The real question for the coming season is what the Yankees do with the hole at second base. While somewhere there's a Yankee fan throwing up his hands in despair like he really does care, it isn't going to matter much. They could run third base coach Luis Sojo, stunt double Enrique Wilson, futilityman Miguel Cairo, or even yours truly out there every day and still win 95-100 games. It wouldn't surprise me to see them give forgotten prospect Erick Almonte a taste of second, but this being the Yankees, they'll probably up the ante and pick up somebody with a little more upside, at least with the leather. Might as well get one glove man in there to field those ground balls.
One option, depending on the results of Boone's surgery and subsequent rehab is to scuttle through the first several months of the season with Your Name Here and then have Boone, who played 19 games at second last year, take over the job when healthy enough. From the standpoint of offense, this might be the best option. Defensively, not so much.
Irony: The Red Sox hopes were crushed last fall by one swing of Aaron Boone's bat. They labored for weeks trying to get Rodriguez in a deal for Manny Ramirez. Because of several factors, the deal fell through. Later Boone tore up his knee and Red Sox Nation uttered a collective Nelson-esque "ha-ha" as the Yanks sifted through the Enrique Wilsons, Tyler Houstons, and Mike Lambs of the world, looking for a third baseman that could take them up to the trading deadline. Boone's injury turned out to be the Sox worst Bucky F-ing Dent nightmare once Rodriguez told the Yanks he'd be willing to play third base.

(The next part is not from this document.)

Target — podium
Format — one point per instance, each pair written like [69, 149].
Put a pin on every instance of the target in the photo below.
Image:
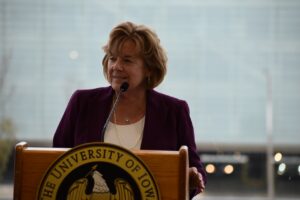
[169, 168]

More Irony: That the deal went down so fast goes to show that being Bud Selig's Public Enemy #1 has its advantages. The spin on the Red Sox foiled A-Rod deal was that the Players' Association wouldn't agree to the way Rodriguez's contract was restructured. But it doesn't take a genius to read between the lines and see that while there were ways of restructuring the contract that met MLBPA's rules, that restructuring would have put the Sox over the luxury tax threshold this year, joining only those big bad bullies from the Bronx. Since Bud had hand-picked the John Henry-Tom Werner-Larry Lucchino ownership group, they were essentially bound by his wishes to stay in line while the so-called Evil Empire broke the bank.
Even More Irony: The deal happened so quickly that the cottage industry of pundits who placed their round-the-clock reportage at the center of the affair were nowhere to be found this time around. Can a blockbuster deal happen without Peter Gammons telling us about it ten times a day? The answer is a resounding "Yes!"
The second base hole left behind by Soriano notwithstanding, there's simply no way of looking at this as anything but a clear and solid win for the Yanks. Faced with a lineup with several question marks from the age/injury standpoint, this trade goes a long way to improve their long-term outlook, giving them at least one star player who's not on the wrong side of 30 yet. Rodriguez is 28, about 13 months younger than Jeter, who's got considerably more question marks attached to his name already.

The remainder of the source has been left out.